Everyone Is Someone

by Healthy Wealthy nWise

Muhammad Yunus is an economics professor in Bangladesh. He is also the creative mastermind behind a new banking trend called microcredit. Unlike traditional business loans, microcredit loans are tiny loans given to people in poverty to help them get on their feet with a small business. With no collateral, background check, or interest, it might surprise you to learn that most of the loans are repaid in a timely manner.

Until the microcredit concept was introduced, banks only loaned large amounts of money to privileged people starting major companies. These loans were charged interest and were subject to approval. Poor people had no chance in this market, but today they are able to get small loans, usually less than $1,000, to open businesses like roadside fruit stands.

Even now, traditional banks rarely or never offer these small loans to the poor, so Muhammad Yunus founded Grameen Bank. In 2006 he and the bank were jointly awarded the Nobel Peace Prize. The bank now has about 2,500 branches in rural Bangladesh serving 80,000 villages. The bank is 94% member-owned, and those members are people who have no land or less than an acre of land.

Most business owners worldwide are men, so of course most of the major loans are in a man’s name. Microcredit is different. About 96% of loans are made to women. Women in poor countries traditionally oversee basic needs such as food and clothing, so of course the businesses started are things like food stands and clothing stores.

Muhammad Yunus made his first personal loan in 1974. At that time, there was a famine in Bangladesh. People were struggling and turning to loan sharks. As a professor of economics, Yunus saw that the real world isn’t anything like the theories taught in a classroom. He wanted to help these poor people dig themselves out of poverty.

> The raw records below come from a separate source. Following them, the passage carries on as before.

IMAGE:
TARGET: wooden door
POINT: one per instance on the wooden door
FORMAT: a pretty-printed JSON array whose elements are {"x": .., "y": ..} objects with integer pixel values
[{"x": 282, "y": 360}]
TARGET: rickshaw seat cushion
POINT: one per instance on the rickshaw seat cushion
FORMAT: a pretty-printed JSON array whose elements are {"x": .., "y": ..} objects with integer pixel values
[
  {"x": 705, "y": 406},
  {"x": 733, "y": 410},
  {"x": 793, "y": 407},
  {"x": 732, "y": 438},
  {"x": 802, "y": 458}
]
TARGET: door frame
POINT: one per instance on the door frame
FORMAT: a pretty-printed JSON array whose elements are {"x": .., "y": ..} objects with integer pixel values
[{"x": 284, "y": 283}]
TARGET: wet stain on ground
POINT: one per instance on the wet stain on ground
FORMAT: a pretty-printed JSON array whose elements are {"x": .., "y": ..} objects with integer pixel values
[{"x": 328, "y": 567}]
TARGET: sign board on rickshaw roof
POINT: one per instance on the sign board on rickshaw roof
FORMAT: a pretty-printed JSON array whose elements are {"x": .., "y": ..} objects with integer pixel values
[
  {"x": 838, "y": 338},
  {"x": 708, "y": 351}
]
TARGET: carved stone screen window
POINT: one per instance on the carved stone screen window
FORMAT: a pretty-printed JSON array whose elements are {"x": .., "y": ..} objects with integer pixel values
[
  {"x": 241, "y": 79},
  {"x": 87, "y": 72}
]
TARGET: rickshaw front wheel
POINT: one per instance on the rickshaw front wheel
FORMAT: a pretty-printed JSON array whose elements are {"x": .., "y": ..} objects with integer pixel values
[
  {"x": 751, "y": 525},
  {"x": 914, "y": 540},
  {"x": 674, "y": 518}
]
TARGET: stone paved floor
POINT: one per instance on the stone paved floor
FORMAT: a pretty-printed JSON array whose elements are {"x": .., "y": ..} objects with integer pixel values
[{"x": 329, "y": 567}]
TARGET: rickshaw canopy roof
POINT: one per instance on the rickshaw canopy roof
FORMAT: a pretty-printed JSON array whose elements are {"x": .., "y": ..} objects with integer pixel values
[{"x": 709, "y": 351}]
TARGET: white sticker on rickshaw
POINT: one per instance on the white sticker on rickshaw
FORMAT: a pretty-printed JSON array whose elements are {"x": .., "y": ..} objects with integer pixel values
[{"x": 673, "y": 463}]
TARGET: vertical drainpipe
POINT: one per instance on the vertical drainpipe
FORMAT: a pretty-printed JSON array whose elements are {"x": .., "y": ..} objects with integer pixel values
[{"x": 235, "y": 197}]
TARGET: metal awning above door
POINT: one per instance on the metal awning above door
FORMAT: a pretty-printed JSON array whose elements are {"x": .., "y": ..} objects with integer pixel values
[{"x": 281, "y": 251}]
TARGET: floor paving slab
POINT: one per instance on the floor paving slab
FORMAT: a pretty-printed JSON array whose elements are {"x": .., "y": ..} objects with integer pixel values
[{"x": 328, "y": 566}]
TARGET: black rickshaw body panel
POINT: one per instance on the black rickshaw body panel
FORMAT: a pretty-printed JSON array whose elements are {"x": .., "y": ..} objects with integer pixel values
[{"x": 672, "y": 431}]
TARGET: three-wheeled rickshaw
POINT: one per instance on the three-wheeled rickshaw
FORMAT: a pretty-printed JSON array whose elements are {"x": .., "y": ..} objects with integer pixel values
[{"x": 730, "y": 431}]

It was amazing to Yunus to find just how little money was needed to turn someone’s life around. His first loan was to a group of 42 women who together were only $27 in debt to loan sharks. With the $27 he gave them, they were able to rebuild their lives and eventually pay back the interest-free loan. When Muhammad Yunus approached banks about his idea to help more people, he was denied.

The microcredit idea was born and the Grameen Bank was founded because of one man’s passion to help others. Little things are sometimes more powerful than one could ever imagine. Muhammad Yunus believes everyone is bankable and that credit should be a right for all, not just the privileged.

Microcredit banks are the opposite of traditional banks in so many ways, yet the repayment rate is still almost 100%, even when disasters like floods or earthquakes happen. There is no need for lawyers or collateral. Payments are made by honest people working hard to change their lives and the lives of their community.